Fault diagnostics and prognostics are essential issues. Industrial plants will be under a huge amount of pressure that maintains unpredictable interruption, system failures, and safety issues to a minimum, that necessitates identifying and eliminating potential issues as quickly as possible. Intelligent problem diagnosis is a promising technique because of its capacity to handle gathered signals quickly and effectively while also offering reliable diagnosis findings. Numerous authors have validated deep learning and machine learning approaches for identifying bearings failures, the findings have mostly been confined to tiny train and test datasets, with the input data modified to achieve high accuracy. In this article, original data of accelerometer sensor was loaded into unique periodic sequencing prediction algorithm that develops an edge fault diagnosis technique.

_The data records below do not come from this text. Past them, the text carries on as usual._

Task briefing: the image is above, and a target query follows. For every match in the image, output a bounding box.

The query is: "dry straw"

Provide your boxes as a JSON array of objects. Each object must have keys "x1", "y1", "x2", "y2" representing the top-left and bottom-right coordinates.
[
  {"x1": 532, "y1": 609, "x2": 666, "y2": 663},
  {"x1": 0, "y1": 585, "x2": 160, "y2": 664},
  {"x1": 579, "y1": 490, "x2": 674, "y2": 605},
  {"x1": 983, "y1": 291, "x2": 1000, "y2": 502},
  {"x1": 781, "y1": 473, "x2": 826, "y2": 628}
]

We utilize identical frequency patterns as inputs to an innovative deep neural Long-Short-Term-Memory, Recurrent Neural Network to diagnosis bearings insufficiency at excellent accuracy inside the least time (CRNN). Without the use of database adjustment, the technique would acquire the maximum level of competence in the industry. The fault diagnostic method’s efficacy and applicability are demonstrated by comparing the findings to those of other intelligent fault detection systems using two widely known benchmark real vibration datasets.